Yoandy Leal, 30 anos, nascido em Cuba, é o primeiro estrangeiro a defender a seleção brasileira de vôlei

 (Tomasz Jastrzebowski/FotoOlimpik/Folhapress)

Não sei falar bem o português. Estou tentando aprender. Mas a verdade é que não acho que saber falar o idioma perfeitamente é determinante para que a pessoa seja ou não brasileira. Para aqueles que pensam o contrário, só posso dizer que me sinto feliz por ter a nacionalidade brasileira e, seguramente, sou mais brasileiro do que eles. Eu sou brasileño. Sinto-me assim porque iniciei minha carreira profissional no país aos 22 anos. Nesta temporada, saí para jogar na Itália, onde conquistei os títulos nacional e europeu. Mas foi no Brasil que cresci como atleta e homem. E agora, aos 30 anos, ajudei o Brasil a garantir a vaga para a Olimpíada de Tóquio, ao vencer o torneio pré-olímpico na Bulgária.

Cuba é um país complicado, todo mundo sabe disso, mas é inegável que lá existia uma boa estrutura para formar atletas. Quando criança, era estimulado a disputar todos os esportes. Os professores ficavam analisando nosso desenvolvimento, estatura, e, assim que reconheciam uma aptidão, nos direcionavam para alguma modalidade. Fui selecionado para seguir no vôlei ou no basquete, por causa da minha altura. Eu me identifico muito com a história do Michael Jordan. Gosto muito dele. Ele não era aceito no basquete porque era pequeno, não tinha condições para jogar. Entrou no jogo pela força de vontade e porque insistiu. É um dos maiores da história. Vejo semelhanças em nossas histórias pelas dificuldades que passei em Cuba.

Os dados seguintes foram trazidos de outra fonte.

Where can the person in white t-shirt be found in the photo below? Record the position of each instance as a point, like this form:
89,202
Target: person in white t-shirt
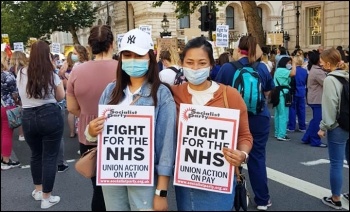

O esporte para um cubano não é apenas lazer. É uma das poucas chances que temos para nos destacar na sociedade. Tive uma conversa com meus pais, e decidimos que deveria seguir no voleibol. E aqui estou até agora. Era difícil, porque com 12 anos já estava separado da minha família. Vivia na escola e via meus pais uma vez por semana. Quem se destaca é levado para uma escola de nível superior, com dedicação ao esporte. O passo seguinte é a seleção nacional. Você treina com o objetivo de jogar pelo país, para defender a seleção de Cuba. Essa era minha vida na ilha, desde cedo tinha grandes responsabilidades. Não é fácil para uma criança ter de passar por isso.

Até 2010, nunca tive problemas com o governo cubano. Mas tudo mudou quando decidi que não jogaria mais pela seleção. Foi logo depois de perdermos a final do campeonato mundial para o Brasil, em Roma. Acreditávamos que nossa vida melhoraria financeiramente depois daquela medalha de prata. Nada disso aconteceu. Então tive de tomar uma decisão drástica. O vôlei sempre foi minha paixão, mas uma pessoa tem de ajudar a sua família, sabe? A maioria dos atletas cubanos pensa assim e acaba seguindo o mesmo rumo: defende o país, a seleção, mas, quando vem um contrato de fora, aceita. Quando anunciei minha vontade, os dirigentes em Cuba me aplicaram uma sanção por dois anos, e eu fiquei sem poder jogar em lugar nenhum.

Mas um brasileiro me estendeu a mão. O Alessandro Lima, que hoje é meu empresário. Ele foi a Cuba com um diretor do Sada Cruzeiro, time de Minas Gerais, os dois falaram comigo e me convidaram. Como não vou ter carinho e estima pelo Brasil? Não seria o jogador que sou hoje sem essa ajuda. Pelo fato de me sentir em casa em Belo Horizonte, fui atrás dos trâmites para poder jogar pela seleção brasileira. Seria um sonho voltar para esse ambiente de competições internacionais, como nos meus tempos de seleção cubana. Neste ano, depois de tantas conquistas pelo meu clube, fui convocado. É a primeira vez na história do vôlei brasileiro que um estrangeiro veste a camisa da seleção. Sei da responsabilidade, e quase não tenho palavras para definir o que sinto. É um misto de nervosismo e felicidade, por ter tido essa oportunidade de defender a bandeira brasileira. É minha forma de agradecer ao país que me acolheu.